Kriteria pengkajian keperawatan, meliput i:
a). Pengumpulan data dilakukan dengan cara anamnesis, observasi, pemeriksaan fisik serta dari pemeriksaan penunjang.
b). Sumber data adalah klien, keluarga, atau orang yang terkait, tim kesehatan, rekam medis, dan catatan lain.
c). Data yang dikumpulkan, difokuskan untuk mengidentifikasi: - Status kesehatan klien masa lalu.
- Status kesehatan klien saat ini.
- Status biologis-psikologis-sosial-spiritual. - Respons terhadap terapi.

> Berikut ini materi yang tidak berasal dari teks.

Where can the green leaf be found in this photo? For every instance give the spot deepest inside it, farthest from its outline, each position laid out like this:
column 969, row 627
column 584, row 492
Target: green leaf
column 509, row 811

- Harapan terhadap tingkat kesehatan yang optimal. - Risiko-risiko tinggi masalah
d). Kelengkapan data dasar mengandung unsur LARB (Lengkap, Akurat, Relevan, dan Baru).
2. Standar Diagnosis Keperawatan
Perawat menganalisis data pengkajian untuk merumuskan diagnosis keperawatan.
Kriteria proses:
a). Proses diagnosis terdiri atas analisis, interpretasi data, identifikasi data, identifikasi masalah klien, dan perumusan diagnosis keperawatan. b). Diagnosis keperawatan terdiri atas: masalah (P), penyebab (E), dan
tanda atau gejala (S), atau terdiri atas masalah dan penyebab (PE). c). Bekerjasama dengan klien, dan petugas kesehatan lain untuk
mevalidasi diagnosis keperawatan.
d). Melakukan pengkajian ulang, dan merevisi diagnosis berdasarkan data terbaru.

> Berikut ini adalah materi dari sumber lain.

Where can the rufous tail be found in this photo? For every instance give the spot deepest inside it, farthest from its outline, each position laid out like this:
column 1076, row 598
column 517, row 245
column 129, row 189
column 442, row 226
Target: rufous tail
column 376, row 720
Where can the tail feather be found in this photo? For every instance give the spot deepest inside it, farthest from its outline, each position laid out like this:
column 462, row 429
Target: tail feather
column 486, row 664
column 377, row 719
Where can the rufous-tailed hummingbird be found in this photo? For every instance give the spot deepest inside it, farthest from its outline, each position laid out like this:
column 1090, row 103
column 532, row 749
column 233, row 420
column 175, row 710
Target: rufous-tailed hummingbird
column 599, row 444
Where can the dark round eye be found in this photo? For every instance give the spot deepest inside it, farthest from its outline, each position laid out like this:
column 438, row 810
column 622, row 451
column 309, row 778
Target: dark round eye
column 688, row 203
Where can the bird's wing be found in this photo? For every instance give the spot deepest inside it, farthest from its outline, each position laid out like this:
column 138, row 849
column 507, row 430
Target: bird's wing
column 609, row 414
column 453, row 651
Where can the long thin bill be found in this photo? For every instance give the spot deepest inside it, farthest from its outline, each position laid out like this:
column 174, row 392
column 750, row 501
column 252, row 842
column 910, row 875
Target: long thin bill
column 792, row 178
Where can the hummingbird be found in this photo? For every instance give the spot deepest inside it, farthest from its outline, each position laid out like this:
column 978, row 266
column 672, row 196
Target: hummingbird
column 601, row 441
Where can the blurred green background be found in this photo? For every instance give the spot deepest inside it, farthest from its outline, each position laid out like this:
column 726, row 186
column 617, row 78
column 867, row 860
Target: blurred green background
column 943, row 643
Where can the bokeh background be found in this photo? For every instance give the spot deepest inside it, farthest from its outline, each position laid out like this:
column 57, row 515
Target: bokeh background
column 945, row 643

3. Standar Perencanaan Keperawatan
Perawat membuat rencana tindakan keperawatan untuk mengatasi masalah dan meningkatkan kesehatan klien.

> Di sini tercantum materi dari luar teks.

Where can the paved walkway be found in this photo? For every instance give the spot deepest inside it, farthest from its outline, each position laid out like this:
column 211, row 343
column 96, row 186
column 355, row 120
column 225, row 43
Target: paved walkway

Kriteria proses, meliput i
a). Perencanaan terdiri atas penetapan prioritas masalah, tujuan, dan rencana tindakan keperawatan.
b). Bekerjasama dengan klien dalam menyusun rencana tindakan keperawatan.
c). Perencanaan bersifat individual sesuai dengan kondisi atau kebutuhan klien.
d). Mendokumentasi rencana keperawatan. 4. Standar Implementasi
Perawat mengimplementasikan tindakan yang telah diidentifikasi dalam rencana asuhan keperawatan
Kriteria proses, meliput i:
a). Bekerjasama dengan klien dalam pelaksanaan tindakan keperawatan. b). Kolaborasi dengan tim kesehatan lain.
c). Melakukan tindakan keperawatan untuk mengatasi kesehatan klien. d). Memberikan pendidikan pada klien dan keluarga mengenai konsep,
keterampilan asuhan diri serta membantu klien memodifikasi lingkungan yang digunakan.
e). Mengkaji ulang dan merevisi pelaksanaan tindakan keperawatan berdasarkan respons klien.
5. Standar Evaluasi Keperawatan
Perawat mengevaluasi kemajuan klien terhadap tindakan keperawatan dalam pencapaian tujuan, dan merevisi data dasar dan perencanaan.
Kriteria proses
a). Menyusun perencanaan evaluasi hasil dari intervensi secara konprehensif, tepat waktu, dan terus-menerus.
b). Menggunakan data dasar dan respons klien dalam mengukur perkembangan ke arah pencapaian tujuan.
c). Memvalidasi dan menganalisis data baru dengan teman sejawat.
d). Bekerjasama dengan klien keluarga untuk memodifikasi rencana asuhan keperawatan.
e). Mendokumentasi hasil evaluasi dan memodifikasi perencanaan.
Dalam memenuhi standar asuhan keperawatan inilah mahasiswa profesi keperawatan banyak membutuhkan informasi yang dapat dijadikan sebagai pedoman dalam melakukan tindakan asuhan keperawatan. Asuhan keperawatan ini akan dipertanggung jawabkan didepan para dosen penguji masing-masing. Sehingga mahasiswa keperawatan harus benar-benar memperhatikan datanya dalam membuat tugas laporan mengenai penyakit pasien.